Quito, à 2800 mètres d'altitude, au cœur des Andes, compte plus d'un million et demi d'habitants et présente toutes les caractéristiques d'une ville d'Amérique latine, qui juxtapose une superbe ville coloniale, classée au patrimoine mondial par l'UNESCO, une ville moderne organisée par un plan classique en damier et constituée principalement d'immeubles "gratte ciel", et des quartiers populaires et bidonvilles, conquérant anarchiquement les flancs des volcans qui encerclent la ville. Erosion dévastatrice, pollution, dégradation de l'environnement, encombrements des transports, violences, marquent le cadre de vie d'une urbanisation galopante et d'un "mal développement" généralisés en Amérique latine et dans le tiers monde en général, même si ces caractéristiques ne lui sont pas réservées.
Le défi de ces rencontres était de taille, puisqu'il s'agissait de rassembler des délégations venant de l'Himalaya, des Andes, des Alpes, du Caucase, des Carpates et d'autres massifs de la planète, sur des objectifs communs, qui supposent une vision commune de la montagne et de son évolution.
De fait, des points de vue communs sont rapidement apparus, liés aux conditions physiques spécifiques aux milieux montagnards : altitudes élevées, reliefs, versants, rudesse des climats, étagement de la végétation, et leurs conséquences sur les modes de vie : difficultés d'accès, enclavement, conditions de vie plus rudes, etc.
Réservoirs traditionnels d'hommes, réservoirs de matières premières, et en premier lieu, réservoirs d'EAU, réserves d'espaces et d'environnements préservés pour l'avenir, les massifs montagneux du monde ont également livré leurs différences, et la Montagne Limousine, pauvre en hommes, m'est apparue "bien riche" face aux hautes vallées de l'Himalaya ou aux "paramos" boliviens.
L'expression des représentants des populations ou communautés traduisait aussi de notables différences.

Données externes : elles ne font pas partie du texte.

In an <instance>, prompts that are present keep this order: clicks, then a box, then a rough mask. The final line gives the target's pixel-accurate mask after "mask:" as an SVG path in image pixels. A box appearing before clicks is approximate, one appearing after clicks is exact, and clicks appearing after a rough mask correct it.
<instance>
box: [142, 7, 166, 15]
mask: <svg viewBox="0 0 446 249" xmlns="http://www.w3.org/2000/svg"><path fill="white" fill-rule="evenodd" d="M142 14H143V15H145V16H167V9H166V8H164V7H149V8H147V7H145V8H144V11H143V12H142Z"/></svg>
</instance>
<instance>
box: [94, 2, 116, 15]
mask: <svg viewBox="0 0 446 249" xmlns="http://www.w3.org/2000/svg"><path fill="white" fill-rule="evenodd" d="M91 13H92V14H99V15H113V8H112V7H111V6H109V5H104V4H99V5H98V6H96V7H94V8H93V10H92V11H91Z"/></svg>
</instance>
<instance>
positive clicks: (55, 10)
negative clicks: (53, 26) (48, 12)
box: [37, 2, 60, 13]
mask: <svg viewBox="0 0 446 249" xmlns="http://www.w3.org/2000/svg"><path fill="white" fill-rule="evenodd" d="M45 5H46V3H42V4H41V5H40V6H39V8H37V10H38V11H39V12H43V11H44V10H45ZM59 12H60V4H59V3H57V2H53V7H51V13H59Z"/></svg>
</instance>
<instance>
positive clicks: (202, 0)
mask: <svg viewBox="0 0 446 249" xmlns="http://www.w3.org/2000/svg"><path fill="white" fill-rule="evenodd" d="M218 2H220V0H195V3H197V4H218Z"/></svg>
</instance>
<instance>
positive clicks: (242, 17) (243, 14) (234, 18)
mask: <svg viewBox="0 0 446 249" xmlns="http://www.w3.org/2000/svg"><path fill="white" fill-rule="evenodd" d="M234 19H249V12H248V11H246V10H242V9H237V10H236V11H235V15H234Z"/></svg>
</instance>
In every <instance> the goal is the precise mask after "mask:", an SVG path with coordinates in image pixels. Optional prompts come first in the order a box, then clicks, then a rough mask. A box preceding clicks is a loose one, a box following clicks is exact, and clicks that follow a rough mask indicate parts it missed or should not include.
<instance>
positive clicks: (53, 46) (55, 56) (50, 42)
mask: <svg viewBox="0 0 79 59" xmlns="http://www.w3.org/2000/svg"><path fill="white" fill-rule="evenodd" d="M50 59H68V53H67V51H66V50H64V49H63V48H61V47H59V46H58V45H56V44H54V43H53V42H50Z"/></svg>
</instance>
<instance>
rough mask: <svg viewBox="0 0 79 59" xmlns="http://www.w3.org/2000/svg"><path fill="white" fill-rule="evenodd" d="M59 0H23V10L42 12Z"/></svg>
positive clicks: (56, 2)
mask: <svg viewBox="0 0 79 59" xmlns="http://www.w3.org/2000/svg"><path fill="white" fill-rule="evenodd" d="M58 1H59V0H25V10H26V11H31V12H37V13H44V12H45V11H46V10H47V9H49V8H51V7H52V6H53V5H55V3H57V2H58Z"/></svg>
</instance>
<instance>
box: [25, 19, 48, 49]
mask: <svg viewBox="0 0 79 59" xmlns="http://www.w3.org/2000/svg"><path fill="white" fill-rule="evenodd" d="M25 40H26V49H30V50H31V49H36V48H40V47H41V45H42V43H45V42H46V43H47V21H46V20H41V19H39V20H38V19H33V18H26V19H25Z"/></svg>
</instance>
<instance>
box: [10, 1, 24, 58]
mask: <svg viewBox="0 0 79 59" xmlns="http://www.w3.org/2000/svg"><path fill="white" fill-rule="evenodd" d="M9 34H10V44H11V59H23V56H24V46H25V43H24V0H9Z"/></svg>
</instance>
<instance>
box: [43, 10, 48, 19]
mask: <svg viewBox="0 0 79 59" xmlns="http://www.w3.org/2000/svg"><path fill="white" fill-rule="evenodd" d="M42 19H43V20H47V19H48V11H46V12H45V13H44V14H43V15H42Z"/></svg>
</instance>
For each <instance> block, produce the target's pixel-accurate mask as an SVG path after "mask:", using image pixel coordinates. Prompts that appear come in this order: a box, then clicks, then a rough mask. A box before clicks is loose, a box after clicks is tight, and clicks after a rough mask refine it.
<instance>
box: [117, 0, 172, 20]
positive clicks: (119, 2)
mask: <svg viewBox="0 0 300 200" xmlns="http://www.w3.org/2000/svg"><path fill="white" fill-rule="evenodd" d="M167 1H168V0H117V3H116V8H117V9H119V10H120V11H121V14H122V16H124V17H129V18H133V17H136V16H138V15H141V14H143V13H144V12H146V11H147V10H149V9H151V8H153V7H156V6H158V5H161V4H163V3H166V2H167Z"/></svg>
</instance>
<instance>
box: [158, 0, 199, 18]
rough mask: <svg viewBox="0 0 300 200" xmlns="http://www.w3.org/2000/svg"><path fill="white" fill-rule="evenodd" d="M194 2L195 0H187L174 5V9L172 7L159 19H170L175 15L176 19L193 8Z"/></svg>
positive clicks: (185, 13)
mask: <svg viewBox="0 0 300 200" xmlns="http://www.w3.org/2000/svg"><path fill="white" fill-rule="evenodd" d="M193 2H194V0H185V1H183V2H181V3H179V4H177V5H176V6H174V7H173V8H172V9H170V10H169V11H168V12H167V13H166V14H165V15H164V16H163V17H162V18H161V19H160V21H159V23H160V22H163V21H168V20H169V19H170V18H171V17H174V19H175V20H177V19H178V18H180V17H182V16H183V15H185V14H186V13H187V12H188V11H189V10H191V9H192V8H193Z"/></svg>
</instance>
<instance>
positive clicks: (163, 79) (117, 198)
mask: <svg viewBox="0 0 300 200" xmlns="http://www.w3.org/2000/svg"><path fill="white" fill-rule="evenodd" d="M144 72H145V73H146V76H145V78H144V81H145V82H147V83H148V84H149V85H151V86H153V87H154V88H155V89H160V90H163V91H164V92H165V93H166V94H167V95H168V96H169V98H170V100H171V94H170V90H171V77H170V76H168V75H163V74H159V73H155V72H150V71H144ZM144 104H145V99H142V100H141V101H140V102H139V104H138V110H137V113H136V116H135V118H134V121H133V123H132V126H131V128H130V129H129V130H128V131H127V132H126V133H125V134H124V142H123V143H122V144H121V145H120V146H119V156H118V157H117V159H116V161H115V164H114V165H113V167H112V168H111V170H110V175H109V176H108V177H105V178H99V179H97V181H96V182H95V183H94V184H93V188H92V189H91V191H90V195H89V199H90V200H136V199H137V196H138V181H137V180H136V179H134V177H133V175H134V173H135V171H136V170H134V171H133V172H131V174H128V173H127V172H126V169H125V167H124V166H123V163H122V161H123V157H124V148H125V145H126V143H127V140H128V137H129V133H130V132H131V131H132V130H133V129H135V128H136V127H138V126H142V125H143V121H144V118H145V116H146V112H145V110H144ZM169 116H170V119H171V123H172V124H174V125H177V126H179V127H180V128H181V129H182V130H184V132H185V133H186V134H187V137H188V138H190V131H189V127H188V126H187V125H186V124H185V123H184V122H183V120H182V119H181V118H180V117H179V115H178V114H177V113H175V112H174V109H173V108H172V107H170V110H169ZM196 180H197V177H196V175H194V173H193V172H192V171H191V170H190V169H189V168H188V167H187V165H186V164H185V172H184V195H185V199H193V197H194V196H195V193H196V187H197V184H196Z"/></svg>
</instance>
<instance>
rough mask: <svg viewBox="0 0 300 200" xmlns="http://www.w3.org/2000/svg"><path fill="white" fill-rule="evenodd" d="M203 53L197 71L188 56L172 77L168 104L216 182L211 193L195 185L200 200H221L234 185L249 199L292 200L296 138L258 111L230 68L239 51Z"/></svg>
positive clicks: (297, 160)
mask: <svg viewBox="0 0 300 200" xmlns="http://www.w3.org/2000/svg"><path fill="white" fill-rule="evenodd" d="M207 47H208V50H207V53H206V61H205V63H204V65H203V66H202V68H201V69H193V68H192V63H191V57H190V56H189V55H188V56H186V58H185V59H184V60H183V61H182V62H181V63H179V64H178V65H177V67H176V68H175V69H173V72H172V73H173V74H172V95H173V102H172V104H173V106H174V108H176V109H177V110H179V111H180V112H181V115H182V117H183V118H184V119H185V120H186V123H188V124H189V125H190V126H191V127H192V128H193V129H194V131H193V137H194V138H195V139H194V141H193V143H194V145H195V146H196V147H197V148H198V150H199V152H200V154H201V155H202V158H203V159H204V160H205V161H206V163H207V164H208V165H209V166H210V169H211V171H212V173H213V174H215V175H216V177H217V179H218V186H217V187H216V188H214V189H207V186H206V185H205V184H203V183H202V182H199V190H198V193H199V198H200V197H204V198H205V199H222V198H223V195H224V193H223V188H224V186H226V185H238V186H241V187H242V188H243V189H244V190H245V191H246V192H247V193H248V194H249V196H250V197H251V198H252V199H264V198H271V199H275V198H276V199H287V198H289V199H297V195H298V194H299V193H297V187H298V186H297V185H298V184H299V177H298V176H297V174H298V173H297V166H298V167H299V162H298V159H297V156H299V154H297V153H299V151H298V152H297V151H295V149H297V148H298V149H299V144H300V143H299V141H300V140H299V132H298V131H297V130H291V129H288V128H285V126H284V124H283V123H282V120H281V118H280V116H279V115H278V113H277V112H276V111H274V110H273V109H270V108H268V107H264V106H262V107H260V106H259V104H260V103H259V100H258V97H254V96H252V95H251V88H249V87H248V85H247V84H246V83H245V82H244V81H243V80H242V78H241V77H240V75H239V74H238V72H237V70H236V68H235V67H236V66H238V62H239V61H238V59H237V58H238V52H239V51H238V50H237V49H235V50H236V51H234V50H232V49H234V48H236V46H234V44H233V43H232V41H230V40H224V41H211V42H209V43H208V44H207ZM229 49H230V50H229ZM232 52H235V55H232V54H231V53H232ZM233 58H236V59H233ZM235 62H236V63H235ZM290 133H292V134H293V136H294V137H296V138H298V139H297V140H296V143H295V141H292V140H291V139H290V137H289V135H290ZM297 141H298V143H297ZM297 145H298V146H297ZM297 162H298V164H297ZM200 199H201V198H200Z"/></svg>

Ainsi, la montagne française "organisée" depuis plus de vingt ans, ayant bénéficié d'une première loi montagne en 1985 (aussi imparfaite soit-elle), travaillant sur une seconde loi, a su convaincre et faire avancer la nécessité d'une prise en compte spécifique de la "montagne européenne" dans l'Union européenne.

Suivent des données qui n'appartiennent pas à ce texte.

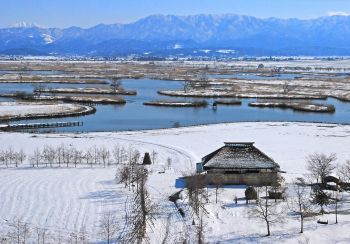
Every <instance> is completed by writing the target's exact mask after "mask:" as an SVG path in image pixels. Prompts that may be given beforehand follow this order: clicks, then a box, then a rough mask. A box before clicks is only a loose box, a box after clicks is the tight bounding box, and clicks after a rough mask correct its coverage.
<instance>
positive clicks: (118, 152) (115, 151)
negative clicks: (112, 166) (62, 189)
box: [112, 145, 121, 165]
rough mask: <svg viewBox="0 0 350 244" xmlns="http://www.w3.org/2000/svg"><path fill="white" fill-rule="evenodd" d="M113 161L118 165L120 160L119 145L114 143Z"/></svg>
mask: <svg viewBox="0 0 350 244" xmlns="http://www.w3.org/2000/svg"><path fill="white" fill-rule="evenodd" d="M112 154H113V158H114V162H115V163H116V164H117V165H118V164H120V162H121V149H120V146H119V145H114V148H113V151H112Z"/></svg>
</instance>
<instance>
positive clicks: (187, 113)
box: [0, 79, 350, 131]
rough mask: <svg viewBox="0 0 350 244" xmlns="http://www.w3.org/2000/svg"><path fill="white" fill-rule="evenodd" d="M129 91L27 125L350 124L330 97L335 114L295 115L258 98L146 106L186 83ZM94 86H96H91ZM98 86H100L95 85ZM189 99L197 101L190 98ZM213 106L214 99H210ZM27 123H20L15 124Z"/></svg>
mask: <svg viewBox="0 0 350 244" xmlns="http://www.w3.org/2000/svg"><path fill="white" fill-rule="evenodd" d="M122 84H123V86H124V87H125V89H127V90H137V92H138V95H137V96H125V97H124V98H125V99H126V100H127V104H126V105H98V106H97V112H96V113H95V114H92V115H87V116H83V117H80V118H57V119H42V120H27V121H26V122H41V121H42V122H43V121H45V122H47V121H50V122H52V121H73V120H79V121H82V122H84V126H83V127H71V128H59V129H56V131H119V130H140V129H156V128H169V127H173V126H174V125H175V123H177V122H178V123H179V124H180V125H181V126H189V125H199V124H210V123H221V122H237V121H308V122H327V123H350V116H349V115H350V104H349V103H344V102H341V101H338V100H336V99H332V98H329V99H328V100H327V101H314V102H322V103H324V102H326V103H330V104H333V105H334V106H335V107H336V112H335V113H334V114H321V113H302V112H293V111H292V110H290V109H286V110H283V109H277V108H276V109H273V108H252V107H248V103H249V102H251V101H254V100H255V99H242V105H241V106H222V105H219V106H218V108H217V110H214V109H213V108H212V107H211V106H208V107H207V108H169V107H167V108H164V107H152V106H143V105H142V103H143V102H144V101H150V100H159V99H178V100H185V99H183V98H169V97H166V96H162V95H159V94H157V91H158V90H166V89H182V83H181V82H177V81H162V80H150V79H139V80H131V79H130V80H123V81H122ZM48 86H50V87H81V86H82V85H68V84H67V85H62V84H49V85H48ZM88 86H94V85H88ZM95 86H96V85H95ZM19 89H20V90H23V91H32V89H33V86H32V85H30V84H23V85H22V84H0V92H4V91H5V92H8V91H13V90H19ZM186 100H193V99H191V98H187V99H186ZM207 101H208V102H209V104H212V102H213V99H207ZM18 122H24V121H16V122H13V123H18Z"/></svg>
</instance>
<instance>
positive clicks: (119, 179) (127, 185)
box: [115, 165, 130, 187]
mask: <svg viewBox="0 0 350 244" xmlns="http://www.w3.org/2000/svg"><path fill="white" fill-rule="evenodd" d="M115 178H116V180H117V182H118V183H124V187H127V186H128V185H129V181H130V170H129V167H128V166H126V165H125V166H122V167H119V168H118V170H117V173H116V177H115Z"/></svg>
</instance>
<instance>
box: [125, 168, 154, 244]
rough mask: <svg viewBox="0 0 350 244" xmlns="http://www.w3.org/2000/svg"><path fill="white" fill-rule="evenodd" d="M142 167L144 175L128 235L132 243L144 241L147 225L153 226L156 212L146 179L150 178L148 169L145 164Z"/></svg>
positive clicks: (128, 236) (139, 242)
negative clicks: (149, 193)
mask: <svg viewBox="0 0 350 244" xmlns="http://www.w3.org/2000/svg"><path fill="white" fill-rule="evenodd" d="M139 167H140V168H142V172H143V173H142V175H141V176H140V178H139V179H138V180H139V187H138V190H137V191H136V193H135V194H136V195H135V198H134V203H133V211H132V212H133V215H132V216H131V223H132V225H133V227H132V228H131V229H130V232H129V233H128V235H127V239H128V240H127V241H128V242H132V243H142V242H143V240H144V239H145V238H147V236H146V229H147V226H153V224H154V223H153V220H154V214H155V211H156V207H155V205H154V204H153V203H152V201H151V198H150V195H149V193H148V191H147V188H146V181H147V178H148V171H147V169H146V168H144V166H142V165H140V166H139Z"/></svg>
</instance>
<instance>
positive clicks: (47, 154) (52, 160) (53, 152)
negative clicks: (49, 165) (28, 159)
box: [42, 145, 56, 167]
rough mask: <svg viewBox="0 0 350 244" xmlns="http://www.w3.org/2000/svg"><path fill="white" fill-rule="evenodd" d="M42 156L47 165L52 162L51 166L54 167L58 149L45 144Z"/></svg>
mask: <svg viewBox="0 0 350 244" xmlns="http://www.w3.org/2000/svg"><path fill="white" fill-rule="evenodd" d="M42 157H43V160H44V162H45V165H46V167H47V165H48V164H50V167H52V163H53V162H54V160H55V157H56V150H55V149H54V148H53V147H52V146H49V145H45V146H44V148H43V150H42Z"/></svg>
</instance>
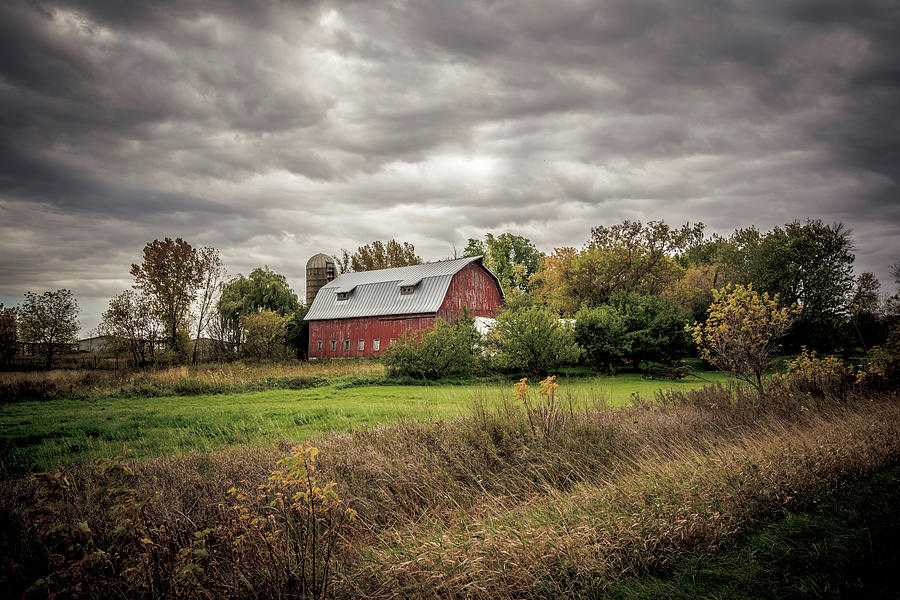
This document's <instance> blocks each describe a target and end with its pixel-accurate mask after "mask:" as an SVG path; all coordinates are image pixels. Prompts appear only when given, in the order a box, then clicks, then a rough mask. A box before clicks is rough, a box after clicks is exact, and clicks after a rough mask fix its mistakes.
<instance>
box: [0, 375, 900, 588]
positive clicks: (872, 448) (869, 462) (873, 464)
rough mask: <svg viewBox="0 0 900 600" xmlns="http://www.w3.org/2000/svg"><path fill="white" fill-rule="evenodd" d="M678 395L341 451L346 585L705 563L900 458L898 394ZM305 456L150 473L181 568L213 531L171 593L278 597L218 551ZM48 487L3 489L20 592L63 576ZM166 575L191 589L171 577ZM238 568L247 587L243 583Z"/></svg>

Pour les montagnes du tiers monde le contraste était fort, tant au niveau du développement que de la manière de témoigner. Des montagnes d'Afrique "fatalistes" (à l'exception notable du Rif marocain remarquablement représenté), en passant par les communautés indiennes d'Equateur, de Bolivie et du Pérou, vigoureusement revendicatrices, aux témoignages népalais ou indiens, démonstratifs et constructifs, il y avait là une palette de situations contrastées mais semblables, dont le fil conducteur commun consistait en un respect exceptionnel de la nature, une véritable symbiose de l'homme avec son environnement naturel, animal, végétal… et une spiritualité forte entre les populations de montagne et leur cadre de vie1. Spiritualité qui a disparu dans les montagnes du Nord, développées au profit d'un développement économique utilitaire et mercantile.
La synthèse était donc difficile. Elle a cependant été réalisée au bout de trois jours de discussions animées, de débats enrichissants et révélateurs des conséquences d'une mondialisation de l'économie. Globalisation qui tend à uniformiser les modes de vie sur l'american way of life, approfondit le fossé Nord-Sud et accentue les contrastes mondiaux du développement2.
La charte adoptée construit un véritable projet pour la montagne, qui ne renie pas la nécessité d'un développement économique, mais durable et équitable, et préserve les valeurs essentielles, culturelles3 et spirituelles des montagnes du Sud.